(English) Loud and PROUD: Young Women Lead Community-developed Climate Change Responses

Mae’n ddrwg gen i, mae’r cofnod hwn dim ond ar gael mewn English.

YOUNG women in a land-locked, remote area of Madagascar are taking the lead in their communities’ response to climate change.

A Money for Madagascar programme in Maintirano, capital of the Melaky region in western Madagascar, has helped 16 women aged 20-45 lead a series of initiatives which are building better lives for women, and the communities of which they are part, in the face of climate change and ongoing poverty and comparative isolation.

The Femmes menant des Innovations dans leur Environnement pour leur Résilience Economique et Sociale et celle de leurs communautés, or FIERES – which translates in English as Women Leading Innovations in their Environment for their Economic and Social Resilience and that of their Communities: PROUD – programme ran from 23 November 2003 to 30 November 2024, and has delivered power to women and their communities to improve their lives and livelihoods while protecting their environment and overcoming the impacts of climate change on them and their work.

Maintirano’s region Melaky is cut off from the rest of Madagascar for many months of the year, when the road in and out of the region is impassible. Though officially an Urban Commune, Maintirano is environmentally – and as a result also by its people’s activities – more like a rural area.

Almost all income-generation comes from agriculture, while climate change which is causing shorter rainy periods and higher temperatures resulting in water shortage and soil damage, the latter exacerbated by slash-and-burn cultivation, while intense more intense rain than average when precipitation does occur causes floods.

All of these, along with the region’s relative isolation, traps communities in poverty and food shortage – already a challenge in a nation in which 79.7 per cent of the population lives on or below the global poverty baseline of £1.73 per day.

These factors in turn lead to reduced household incomes, and increased reliance on natural resources which are increasingly also under attack from climate change, and amplify structural societal inequalities, including between women and men. Women in particular had little or no access to resources, a low level of education, and little access to information, which makes them even more vulnerable.

PROUD, with funding from the French Foreign Office’s Innovative Projects of Civil Societies and Coalitions of Actors (PISCCA) and in partnership with SAF Melaky and the Federation of Women’s Associations FIVEMI, trained the young women to develop and deliver innovations and information about environmental protection, gender-based violence, the gender approach and positive discrimination, the causes of climate change, and group facilitation techniques.

It also engaged men, to ensure full community engagement and support, and promoted GECs – ‘savings and loans’ groups, through which members – the majority women – could fund innovations to improve incomes and community living standards.

PROUD delivered:

  • Training to 16 young women, aged 20-45, who are now Focal Persons (FPs), sharing knowledge and skills with communities
  • Meetings led by those young women to help communities pinpoint perceptions and feelings that are caused by climate change and its impacts, to serve as a starting-point for innovations and projects to respond to those impacts
  • Sixteen CEGs, with a total of 362 members – 338 (93 per cent) of them women – which, with guidance from the 16 FPs, help support climate change adaptation projects
  • A steering committee of two men and five women to advise the FPs, project team, and work to promote and drive the initiative with local authorities

So far, 15 initiatives have been funded, each driving up incomes, protecting the local environment and reducing and overcoming the impacts of climate change upon the communities.
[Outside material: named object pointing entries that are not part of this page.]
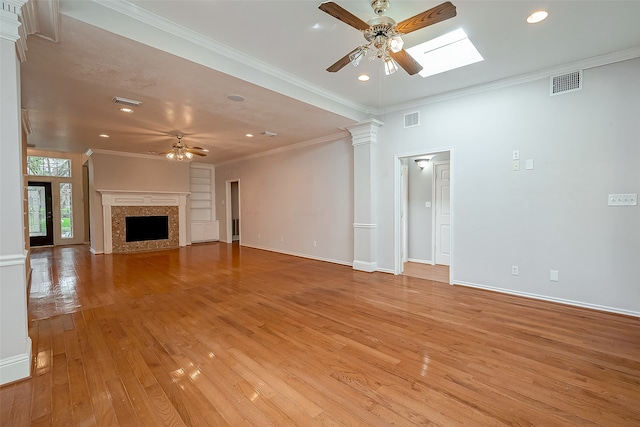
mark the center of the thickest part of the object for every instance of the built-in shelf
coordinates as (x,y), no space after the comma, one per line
(204,226)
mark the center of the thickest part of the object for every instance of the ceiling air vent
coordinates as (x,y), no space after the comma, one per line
(565,83)
(412,119)
(125,101)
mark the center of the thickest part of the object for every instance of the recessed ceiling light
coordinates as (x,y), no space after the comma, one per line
(235,98)
(447,52)
(537,16)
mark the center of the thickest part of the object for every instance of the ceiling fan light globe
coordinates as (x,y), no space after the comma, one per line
(390,66)
(357,56)
(395,44)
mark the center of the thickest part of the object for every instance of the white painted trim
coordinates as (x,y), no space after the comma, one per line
(368,267)
(13,259)
(596,61)
(160,157)
(17,367)
(297,254)
(550,299)
(421,261)
(362,225)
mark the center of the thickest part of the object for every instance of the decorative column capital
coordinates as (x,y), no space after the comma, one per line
(365,132)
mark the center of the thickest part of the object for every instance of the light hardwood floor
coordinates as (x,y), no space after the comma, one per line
(217,334)
(437,273)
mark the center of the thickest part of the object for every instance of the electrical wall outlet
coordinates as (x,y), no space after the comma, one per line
(623,199)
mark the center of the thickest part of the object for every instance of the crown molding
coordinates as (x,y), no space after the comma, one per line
(92,151)
(161,23)
(596,61)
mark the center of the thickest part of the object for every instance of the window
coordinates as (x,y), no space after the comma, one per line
(66,211)
(48,166)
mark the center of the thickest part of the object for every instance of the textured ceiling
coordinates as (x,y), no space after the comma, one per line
(182,58)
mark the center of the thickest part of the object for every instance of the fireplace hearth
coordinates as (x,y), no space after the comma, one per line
(143,221)
(143,228)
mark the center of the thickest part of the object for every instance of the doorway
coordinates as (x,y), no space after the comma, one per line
(233,211)
(423,245)
(40,214)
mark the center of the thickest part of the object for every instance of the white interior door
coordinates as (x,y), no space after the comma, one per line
(443,213)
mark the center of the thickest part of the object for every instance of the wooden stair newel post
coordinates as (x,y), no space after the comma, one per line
(364,138)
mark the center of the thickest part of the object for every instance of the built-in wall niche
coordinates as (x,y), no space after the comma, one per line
(204,226)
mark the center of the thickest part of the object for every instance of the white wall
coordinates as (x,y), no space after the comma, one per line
(292,198)
(584,145)
(120,171)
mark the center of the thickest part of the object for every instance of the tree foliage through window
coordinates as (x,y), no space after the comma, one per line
(48,166)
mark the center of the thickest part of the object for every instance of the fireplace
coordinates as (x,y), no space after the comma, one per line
(143,228)
(137,221)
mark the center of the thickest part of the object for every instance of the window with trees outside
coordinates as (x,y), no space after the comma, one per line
(48,166)
(66,211)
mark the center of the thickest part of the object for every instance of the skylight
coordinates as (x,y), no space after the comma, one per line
(448,52)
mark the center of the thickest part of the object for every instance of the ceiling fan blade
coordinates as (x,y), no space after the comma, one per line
(197,153)
(432,16)
(407,62)
(341,62)
(343,15)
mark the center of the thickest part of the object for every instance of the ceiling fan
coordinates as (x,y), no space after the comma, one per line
(180,151)
(383,34)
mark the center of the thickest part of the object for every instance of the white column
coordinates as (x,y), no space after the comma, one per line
(364,138)
(15,344)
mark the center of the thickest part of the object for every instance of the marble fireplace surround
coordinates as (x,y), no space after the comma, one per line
(117,204)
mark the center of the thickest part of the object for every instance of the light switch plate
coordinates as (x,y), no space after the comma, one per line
(623,199)
(528,164)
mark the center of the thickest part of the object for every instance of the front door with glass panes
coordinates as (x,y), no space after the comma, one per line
(40,214)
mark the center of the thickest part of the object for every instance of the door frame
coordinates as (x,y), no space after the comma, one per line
(228,214)
(49,239)
(397,197)
(434,240)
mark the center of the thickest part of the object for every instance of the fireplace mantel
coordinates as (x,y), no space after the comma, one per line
(142,198)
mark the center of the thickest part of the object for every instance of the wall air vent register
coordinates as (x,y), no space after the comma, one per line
(565,83)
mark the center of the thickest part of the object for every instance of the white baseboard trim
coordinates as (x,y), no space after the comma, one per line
(550,299)
(421,261)
(369,267)
(316,258)
(16,368)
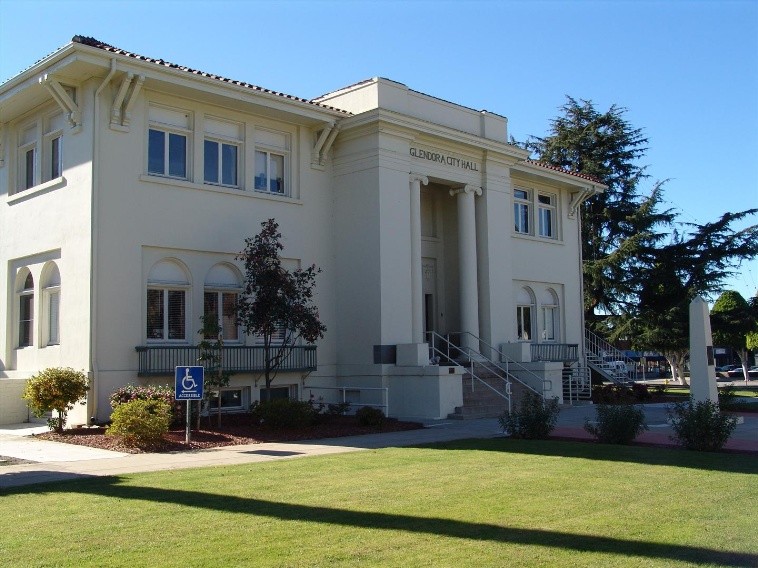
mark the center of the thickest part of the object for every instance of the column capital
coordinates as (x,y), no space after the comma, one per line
(469,189)
(419,178)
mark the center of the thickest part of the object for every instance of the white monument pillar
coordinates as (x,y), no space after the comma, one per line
(702,366)
(467,264)
(417,299)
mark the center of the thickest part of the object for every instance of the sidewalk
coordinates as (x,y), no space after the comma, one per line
(53,461)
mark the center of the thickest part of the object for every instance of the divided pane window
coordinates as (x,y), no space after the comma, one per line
(220,163)
(167,154)
(269,172)
(524,319)
(55,157)
(26,313)
(166,314)
(226,315)
(521,211)
(546,204)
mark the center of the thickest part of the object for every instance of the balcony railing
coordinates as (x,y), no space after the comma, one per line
(159,360)
(555,352)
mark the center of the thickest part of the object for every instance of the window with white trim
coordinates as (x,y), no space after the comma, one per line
(550,314)
(168,144)
(524,311)
(271,162)
(26,309)
(51,297)
(522,211)
(222,286)
(166,310)
(221,152)
(546,212)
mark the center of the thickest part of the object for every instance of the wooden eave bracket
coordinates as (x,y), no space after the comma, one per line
(121,110)
(324,144)
(62,98)
(577,198)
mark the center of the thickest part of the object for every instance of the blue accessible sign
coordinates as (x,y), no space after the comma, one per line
(188,381)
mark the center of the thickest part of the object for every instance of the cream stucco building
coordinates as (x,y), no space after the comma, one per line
(128,184)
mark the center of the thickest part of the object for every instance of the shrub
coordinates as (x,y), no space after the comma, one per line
(56,389)
(370,416)
(700,425)
(141,423)
(283,413)
(617,424)
(163,393)
(535,419)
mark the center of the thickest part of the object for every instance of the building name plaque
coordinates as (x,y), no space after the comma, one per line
(446,159)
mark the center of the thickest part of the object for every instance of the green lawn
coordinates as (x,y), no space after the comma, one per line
(473,503)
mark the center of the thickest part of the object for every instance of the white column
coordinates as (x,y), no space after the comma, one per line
(417,325)
(467,264)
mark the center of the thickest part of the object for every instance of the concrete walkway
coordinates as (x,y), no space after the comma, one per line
(53,461)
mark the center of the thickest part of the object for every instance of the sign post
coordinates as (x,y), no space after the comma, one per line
(188,383)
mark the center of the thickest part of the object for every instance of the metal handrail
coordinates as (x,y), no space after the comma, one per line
(599,351)
(547,384)
(467,354)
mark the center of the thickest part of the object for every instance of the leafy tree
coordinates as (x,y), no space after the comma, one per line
(617,223)
(692,263)
(732,320)
(56,389)
(276,304)
(212,358)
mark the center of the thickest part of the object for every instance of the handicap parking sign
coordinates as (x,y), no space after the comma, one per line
(188,381)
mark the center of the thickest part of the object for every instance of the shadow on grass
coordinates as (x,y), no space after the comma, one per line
(111,488)
(673,457)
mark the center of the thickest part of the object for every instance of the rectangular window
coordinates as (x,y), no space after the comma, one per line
(521,211)
(546,213)
(25,320)
(220,163)
(29,161)
(227,319)
(524,319)
(55,158)
(166,314)
(53,305)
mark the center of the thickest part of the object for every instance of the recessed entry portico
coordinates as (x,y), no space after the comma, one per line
(445,296)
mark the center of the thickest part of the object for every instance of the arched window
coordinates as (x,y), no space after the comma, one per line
(51,298)
(167,286)
(222,286)
(524,314)
(549,316)
(25,290)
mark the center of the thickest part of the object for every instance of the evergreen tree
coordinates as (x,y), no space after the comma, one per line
(617,223)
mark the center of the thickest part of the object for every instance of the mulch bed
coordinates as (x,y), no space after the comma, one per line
(236,429)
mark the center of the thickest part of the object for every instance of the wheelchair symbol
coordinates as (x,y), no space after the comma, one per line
(188,383)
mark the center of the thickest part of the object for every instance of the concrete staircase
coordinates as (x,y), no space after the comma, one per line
(482,400)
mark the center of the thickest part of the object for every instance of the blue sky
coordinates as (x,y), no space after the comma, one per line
(686,71)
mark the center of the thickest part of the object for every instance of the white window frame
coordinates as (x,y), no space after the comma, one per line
(168,129)
(522,201)
(220,143)
(220,292)
(166,311)
(547,215)
(25,295)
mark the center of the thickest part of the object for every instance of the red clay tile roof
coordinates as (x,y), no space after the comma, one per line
(92,42)
(563,171)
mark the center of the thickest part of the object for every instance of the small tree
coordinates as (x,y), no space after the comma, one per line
(212,357)
(733,320)
(55,389)
(276,304)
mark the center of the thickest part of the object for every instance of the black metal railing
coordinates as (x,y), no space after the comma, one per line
(158,360)
(555,352)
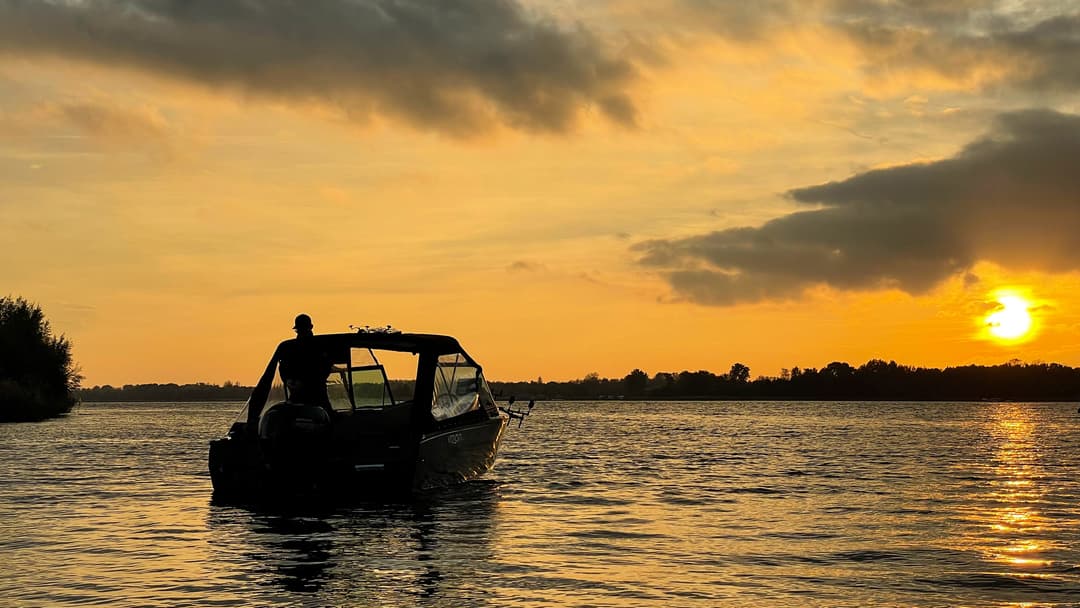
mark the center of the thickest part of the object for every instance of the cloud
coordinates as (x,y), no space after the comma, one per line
(526,266)
(1011,198)
(454,66)
(982,42)
(964,43)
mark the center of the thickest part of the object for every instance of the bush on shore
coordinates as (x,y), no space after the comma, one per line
(38,378)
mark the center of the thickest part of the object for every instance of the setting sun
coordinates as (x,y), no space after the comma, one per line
(1011,320)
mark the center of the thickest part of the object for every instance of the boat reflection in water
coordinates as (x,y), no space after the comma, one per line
(356,434)
(430,551)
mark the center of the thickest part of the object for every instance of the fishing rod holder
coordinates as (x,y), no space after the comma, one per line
(515,414)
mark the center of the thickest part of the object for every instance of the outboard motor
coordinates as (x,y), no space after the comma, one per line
(295,437)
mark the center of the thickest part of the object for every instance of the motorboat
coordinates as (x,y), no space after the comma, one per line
(435,423)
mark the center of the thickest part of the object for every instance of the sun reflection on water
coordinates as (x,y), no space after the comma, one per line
(1012,516)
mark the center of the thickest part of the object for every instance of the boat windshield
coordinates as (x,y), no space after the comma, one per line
(459,387)
(364,381)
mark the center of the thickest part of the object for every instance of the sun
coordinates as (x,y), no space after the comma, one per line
(1011,319)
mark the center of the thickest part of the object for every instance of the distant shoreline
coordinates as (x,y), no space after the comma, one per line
(875,381)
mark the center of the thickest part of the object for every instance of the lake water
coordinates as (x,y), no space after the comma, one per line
(591,504)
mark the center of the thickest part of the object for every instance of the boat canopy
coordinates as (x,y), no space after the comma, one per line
(359,379)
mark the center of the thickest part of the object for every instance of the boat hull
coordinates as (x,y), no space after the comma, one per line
(241,469)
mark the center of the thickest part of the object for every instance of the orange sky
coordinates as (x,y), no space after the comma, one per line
(566,186)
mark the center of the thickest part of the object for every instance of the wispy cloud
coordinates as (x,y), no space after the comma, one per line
(1010,198)
(456,66)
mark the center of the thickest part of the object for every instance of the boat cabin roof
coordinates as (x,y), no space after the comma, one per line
(429,343)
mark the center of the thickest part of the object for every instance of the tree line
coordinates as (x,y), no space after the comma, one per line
(875,380)
(38,378)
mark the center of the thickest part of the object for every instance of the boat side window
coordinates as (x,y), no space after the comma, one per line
(457,387)
(369,387)
(337,389)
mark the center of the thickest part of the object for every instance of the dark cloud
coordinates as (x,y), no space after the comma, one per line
(1037,49)
(1034,46)
(456,66)
(1010,198)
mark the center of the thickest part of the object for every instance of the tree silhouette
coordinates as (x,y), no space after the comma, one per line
(38,378)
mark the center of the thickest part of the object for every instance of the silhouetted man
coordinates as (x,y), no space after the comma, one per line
(304,366)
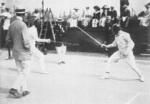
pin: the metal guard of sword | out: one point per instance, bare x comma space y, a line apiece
65, 43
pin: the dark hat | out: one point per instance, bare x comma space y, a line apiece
87, 7
147, 5
2, 3
59, 20
105, 7
76, 8
96, 7
112, 7
116, 28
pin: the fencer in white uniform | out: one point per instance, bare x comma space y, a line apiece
125, 46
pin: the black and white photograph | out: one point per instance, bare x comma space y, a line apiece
74, 51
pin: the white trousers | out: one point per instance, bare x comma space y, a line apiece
39, 55
23, 68
94, 22
61, 51
130, 59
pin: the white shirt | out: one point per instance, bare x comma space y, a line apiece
7, 20
33, 36
123, 41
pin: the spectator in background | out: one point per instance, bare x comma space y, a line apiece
86, 17
74, 18
144, 18
3, 7
60, 32
113, 14
125, 17
109, 37
19, 36
122, 3
104, 15
96, 16
7, 17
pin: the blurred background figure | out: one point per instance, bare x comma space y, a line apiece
113, 14
104, 15
3, 7
7, 19
74, 18
86, 17
96, 16
125, 16
60, 34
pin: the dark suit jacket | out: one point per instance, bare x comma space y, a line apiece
18, 34
60, 35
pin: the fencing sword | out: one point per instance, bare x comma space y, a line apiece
105, 48
64, 42
91, 37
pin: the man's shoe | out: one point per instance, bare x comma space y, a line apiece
141, 78
25, 93
105, 76
15, 93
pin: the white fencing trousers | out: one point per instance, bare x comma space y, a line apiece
129, 59
23, 68
61, 51
39, 55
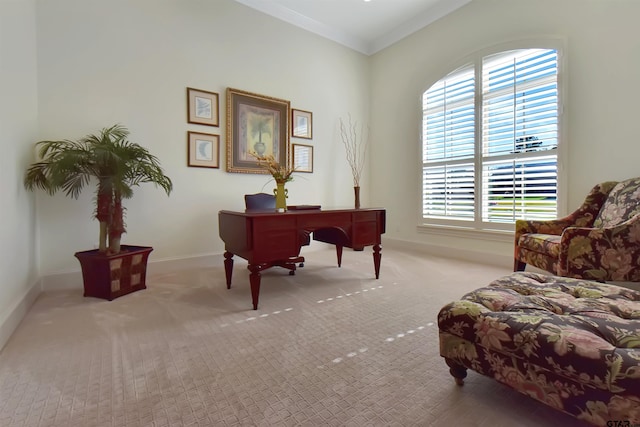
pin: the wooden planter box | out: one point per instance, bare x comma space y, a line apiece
111, 276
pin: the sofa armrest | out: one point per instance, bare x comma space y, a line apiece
602, 254
584, 216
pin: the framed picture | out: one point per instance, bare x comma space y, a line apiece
256, 124
202, 107
302, 157
301, 123
203, 150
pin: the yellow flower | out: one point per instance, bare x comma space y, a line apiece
278, 172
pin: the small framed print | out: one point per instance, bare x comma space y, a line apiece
301, 123
203, 150
202, 107
302, 157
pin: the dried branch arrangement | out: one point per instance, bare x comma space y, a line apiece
355, 146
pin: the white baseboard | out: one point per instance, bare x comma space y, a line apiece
17, 312
498, 260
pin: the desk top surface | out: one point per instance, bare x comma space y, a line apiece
305, 211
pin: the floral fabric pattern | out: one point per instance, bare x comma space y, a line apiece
599, 241
571, 344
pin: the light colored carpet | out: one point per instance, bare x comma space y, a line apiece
327, 347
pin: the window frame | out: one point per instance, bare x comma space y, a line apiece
477, 225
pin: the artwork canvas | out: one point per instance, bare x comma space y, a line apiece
202, 107
256, 124
203, 150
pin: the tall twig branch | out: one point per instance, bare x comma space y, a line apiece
355, 146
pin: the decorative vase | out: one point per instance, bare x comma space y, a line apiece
281, 194
260, 148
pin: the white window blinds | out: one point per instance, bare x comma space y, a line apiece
489, 149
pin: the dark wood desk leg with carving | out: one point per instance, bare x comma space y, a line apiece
254, 279
376, 259
228, 267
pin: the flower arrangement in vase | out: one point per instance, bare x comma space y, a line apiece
280, 173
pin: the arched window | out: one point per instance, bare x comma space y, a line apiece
490, 139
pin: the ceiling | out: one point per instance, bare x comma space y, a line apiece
365, 26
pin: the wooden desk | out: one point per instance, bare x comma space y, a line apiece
267, 239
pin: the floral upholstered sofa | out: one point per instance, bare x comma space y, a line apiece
599, 241
571, 344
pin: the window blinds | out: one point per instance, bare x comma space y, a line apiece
511, 167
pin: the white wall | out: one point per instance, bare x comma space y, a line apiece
603, 64
18, 124
102, 62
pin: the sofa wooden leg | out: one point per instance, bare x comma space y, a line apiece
519, 265
457, 371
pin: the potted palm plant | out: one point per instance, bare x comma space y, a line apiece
115, 165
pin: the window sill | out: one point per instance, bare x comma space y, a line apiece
466, 232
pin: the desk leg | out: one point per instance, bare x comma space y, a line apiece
254, 279
228, 267
376, 259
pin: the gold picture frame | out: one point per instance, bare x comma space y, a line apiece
203, 150
301, 124
256, 124
302, 157
202, 107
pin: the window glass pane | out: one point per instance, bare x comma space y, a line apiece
520, 102
516, 156
518, 189
448, 192
448, 126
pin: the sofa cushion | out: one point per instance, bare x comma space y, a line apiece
622, 204
548, 244
582, 331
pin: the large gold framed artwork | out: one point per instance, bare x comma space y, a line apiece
256, 124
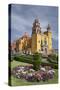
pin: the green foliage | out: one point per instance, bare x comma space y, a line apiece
36, 61
53, 58
23, 59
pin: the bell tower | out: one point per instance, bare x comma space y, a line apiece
49, 37
36, 37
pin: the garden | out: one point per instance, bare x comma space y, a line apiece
32, 70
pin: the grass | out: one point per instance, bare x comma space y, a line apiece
19, 82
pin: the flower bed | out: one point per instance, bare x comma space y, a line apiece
29, 74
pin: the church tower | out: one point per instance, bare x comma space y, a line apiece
49, 33
36, 37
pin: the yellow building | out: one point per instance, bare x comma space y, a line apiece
38, 42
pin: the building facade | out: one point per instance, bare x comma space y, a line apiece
38, 42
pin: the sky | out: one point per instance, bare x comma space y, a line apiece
23, 16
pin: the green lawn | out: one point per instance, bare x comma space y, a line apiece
20, 82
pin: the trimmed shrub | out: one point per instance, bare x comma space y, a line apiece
36, 61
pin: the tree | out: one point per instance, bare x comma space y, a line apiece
37, 61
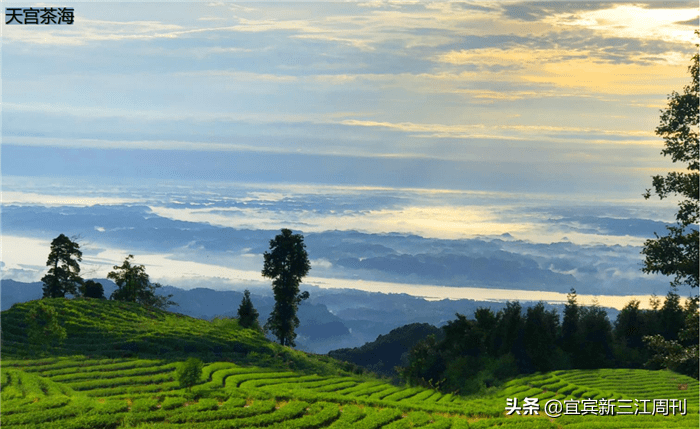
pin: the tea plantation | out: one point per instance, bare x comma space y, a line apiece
116, 368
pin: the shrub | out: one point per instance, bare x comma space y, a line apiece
189, 373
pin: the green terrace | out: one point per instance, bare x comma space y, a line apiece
117, 368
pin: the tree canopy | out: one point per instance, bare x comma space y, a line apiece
64, 275
134, 285
676, 254
286, 264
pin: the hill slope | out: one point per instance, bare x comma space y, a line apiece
92, 381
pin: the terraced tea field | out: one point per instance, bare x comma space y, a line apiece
249, 382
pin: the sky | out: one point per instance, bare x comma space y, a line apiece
442, 119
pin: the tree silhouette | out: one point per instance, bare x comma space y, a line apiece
676, 254
286, 264
92, 289
64, 275
247, 314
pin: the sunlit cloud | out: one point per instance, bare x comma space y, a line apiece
633, 21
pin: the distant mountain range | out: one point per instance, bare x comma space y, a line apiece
330, 319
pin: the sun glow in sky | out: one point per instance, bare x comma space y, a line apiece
505, 103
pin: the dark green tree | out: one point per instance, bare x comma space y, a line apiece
64, 275
569, 325
540, 337
595, 333
247, 314
44, 329
133, 285
286, 264
676, 254
92, 289
189, 373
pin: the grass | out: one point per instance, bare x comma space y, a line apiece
116, 369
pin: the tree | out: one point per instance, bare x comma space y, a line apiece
64, 275
189, 373
133, 285
596, 338
676, 254
92, 289
247, 314
286, 264
569, 327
Though the programme finished late in 2024, the facilities and processes it has set up, as well as the 16 women who have led the communities’ response, changing lives as well as livelihoods in the face of great challenges, can ensure the empowered women and their communities can keep driving progress for years to come.

 

Ms. Nadine, a member of the GEC Al Noor, described her experience:

Thanks to the GEC, I have flourished in society,‘ she said.

Before, my husband would never let me leave the house without his permission. By accepting my membership in the GEC and going out for the weekly group meetings, my husband has contributed to my change.

With the money I borrowed from the GEC, I opened a small business that gives me a net profit of 20,000 Ariary per day. With this, I can help feed our family and pay for our children’s school fees.

My husband has become proud of me and encourages me to continue my activities because they meet our daily needs. We can save for bigger projects for our family, such as buying furniture or financing our children’s higher education.

Ms Ravoajanahary, a member of the GEC Miray Hina, said:

I used to be a very poor woman. My friends encouraged me to join the GEC but I thought the group is for the rich, so I was not motivated. Besides, I doubted my ability to contribute.

Finally, because of them, I joined the GEC Miray Hina. I perform agricultural labour earning 5,000 Ariary per day and I set aside 1,000 Ariary per day to pay 5,000 Ariary from my weekly savings to the GEC.

With the remaining 4,000 Ariary, I contribute to our daily needs at home. My husband then asked me to borrow money from the GEC to open a small business.

This investment worked well and I was able to repay my loan and the interest even before the accepted deadline. I borrowed even more money afterwards to finance the care and treatment of my child who was hospitalised in Majunga. He is cured now.